Once we fix our side, we could in principle send the remaining errors back to mot if they’re cooperative.

Edit: the first number is the “ref” value. The last couple of stops have strange ref values like ref=(dan=3937)

Edit 2: Many conflicts are “style/taste” differences (e.g. transliteration schemes or using single quotes or double quotes). I’ll manually edit OSM to match MOT version for cases where it’s a trivial style difference.

I have a fundamental question: Preusmably, whatever name value is in the gtfs is the actual value printed on the stop sign. So, should users really ever change that? Even if the bus stop name is “Road X stop 2”, which is a total mistake because that road was renamed to Y, that stop name is on the ground, written on the sign, making it the true name in accordance with global name tag conventions.

This would mean the gtfs should override the users’ edits in almost all cases in the above log

Presumably, but not necessarily; the MOT database could potentially be out-of-sync with respect to the on-the-ground signage.

I agree that the name of the bus station is whatever is printed its sign (#505 in, even if streets have since then been renamed. In your example, the bus station could be tagged addr:street=Y.

I agree. But I wonder, in practice, how many of the above discrepancies are actually mappers reading mismatching data from stop signs and then changing the stop.

Let’s not have 3 datasets, 2 are complex enough, and let’s just assume that the GTFS name is identical to the physical stop signs. If a mapper ever encounters an exception we’ll handle it individually.

Under that assumption, is there an agreement that GTFS should always override user changes for name tags? (NOT location)

Every override would still generate a log message, to warn the provider of an error if present, and to contact the user if needed.

Scratch that. I’m thinking out loud.

Let’s just keep it as it is and just add a clear guideline: name = what’s on the sign. When a mapper overrides a GTFS name, I contact them asking if this was an armchair guess or a legit survey. If no reply / not a survey, put GTFS back in, otherwise do nothing; it’s a GTFS error (or send it upstream if we ever establish a communication channel with MOT).

Seems fine, as far as I can see.


I’ll be running the script live in a week or so, unless there are objections or reported problems.

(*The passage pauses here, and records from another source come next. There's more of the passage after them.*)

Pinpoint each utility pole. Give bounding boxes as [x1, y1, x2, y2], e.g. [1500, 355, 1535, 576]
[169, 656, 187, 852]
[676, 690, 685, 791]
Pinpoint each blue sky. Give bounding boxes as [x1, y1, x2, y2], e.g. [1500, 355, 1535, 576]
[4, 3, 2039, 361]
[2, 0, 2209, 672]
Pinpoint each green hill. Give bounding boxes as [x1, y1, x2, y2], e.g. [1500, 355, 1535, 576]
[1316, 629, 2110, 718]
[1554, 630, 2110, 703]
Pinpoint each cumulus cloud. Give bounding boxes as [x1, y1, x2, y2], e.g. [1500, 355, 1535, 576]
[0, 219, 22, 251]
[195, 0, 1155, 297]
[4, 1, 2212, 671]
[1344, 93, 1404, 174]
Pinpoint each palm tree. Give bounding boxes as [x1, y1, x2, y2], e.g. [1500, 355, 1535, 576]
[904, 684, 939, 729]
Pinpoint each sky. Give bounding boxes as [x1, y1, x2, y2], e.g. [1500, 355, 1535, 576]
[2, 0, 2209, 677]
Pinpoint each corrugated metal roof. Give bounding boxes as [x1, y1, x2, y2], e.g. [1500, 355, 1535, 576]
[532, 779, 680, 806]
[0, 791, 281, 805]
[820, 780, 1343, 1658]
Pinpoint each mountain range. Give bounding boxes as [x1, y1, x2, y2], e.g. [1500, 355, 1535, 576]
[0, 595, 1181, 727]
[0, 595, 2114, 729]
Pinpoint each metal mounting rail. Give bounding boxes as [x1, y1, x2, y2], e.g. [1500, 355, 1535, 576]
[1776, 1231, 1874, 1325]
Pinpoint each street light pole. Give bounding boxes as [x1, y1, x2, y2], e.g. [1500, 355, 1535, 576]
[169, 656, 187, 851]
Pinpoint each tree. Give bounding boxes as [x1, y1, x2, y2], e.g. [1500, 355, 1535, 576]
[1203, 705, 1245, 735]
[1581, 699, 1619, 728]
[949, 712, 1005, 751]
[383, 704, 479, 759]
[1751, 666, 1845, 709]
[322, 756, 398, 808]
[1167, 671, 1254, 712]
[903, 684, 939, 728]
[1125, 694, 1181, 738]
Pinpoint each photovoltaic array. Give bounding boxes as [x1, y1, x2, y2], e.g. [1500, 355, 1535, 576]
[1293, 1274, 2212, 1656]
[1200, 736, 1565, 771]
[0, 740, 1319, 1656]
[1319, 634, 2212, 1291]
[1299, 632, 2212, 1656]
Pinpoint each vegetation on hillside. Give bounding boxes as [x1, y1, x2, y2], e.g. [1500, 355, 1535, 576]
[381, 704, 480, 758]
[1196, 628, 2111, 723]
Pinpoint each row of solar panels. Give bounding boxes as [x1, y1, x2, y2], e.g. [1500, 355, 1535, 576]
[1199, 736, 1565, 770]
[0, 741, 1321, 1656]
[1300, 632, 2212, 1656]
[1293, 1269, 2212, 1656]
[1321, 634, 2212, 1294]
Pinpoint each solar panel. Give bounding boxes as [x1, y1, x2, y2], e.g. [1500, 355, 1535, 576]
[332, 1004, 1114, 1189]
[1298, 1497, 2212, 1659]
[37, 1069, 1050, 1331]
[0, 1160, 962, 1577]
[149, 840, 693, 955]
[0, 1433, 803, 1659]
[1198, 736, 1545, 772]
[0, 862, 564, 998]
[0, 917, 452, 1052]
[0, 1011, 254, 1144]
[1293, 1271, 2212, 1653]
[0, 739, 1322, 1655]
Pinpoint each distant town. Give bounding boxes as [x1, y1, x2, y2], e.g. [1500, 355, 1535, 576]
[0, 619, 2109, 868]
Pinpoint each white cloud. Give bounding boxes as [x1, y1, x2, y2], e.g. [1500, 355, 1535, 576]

Edit: rephrased to reflect newer info.

The update is currently underway. Some manual intervention is required in some cases:

The removal of stops that are part of route relations causes JOSM conflicts that I’m manually resolving. For most routes I am simply removing the stop from the route.

Many routes are possibly out of date. No one is actively maintaining them.

There were other minor conflicts that were trivial to resolve (e.g. user adding stops as members of highways).

Update complete. This is a massive update because it’s the first one. From now on there will be weekly updates that are much smaller.


I’ve come across some duplicate bus stop nodes in Ramat Bet Shemesh.

I have no idea if this is an isolated case.

Can upload issues cause this? The JOSM upload was interrupted multiple times, and I switched the chunk size in the midst of the upload at some point in an attempt to mitigate interruptions.

No duplicates appear for me when I run the script on a local copy of the older stops.

This is not an isolated case. There are 295 cases. Apparently the first chunk was uploaded twice or something like that. I will try cleaning this up.

Fixed in

If someone can explain how and when this occurs, I’d appreciate an explanation to avoid this in the future.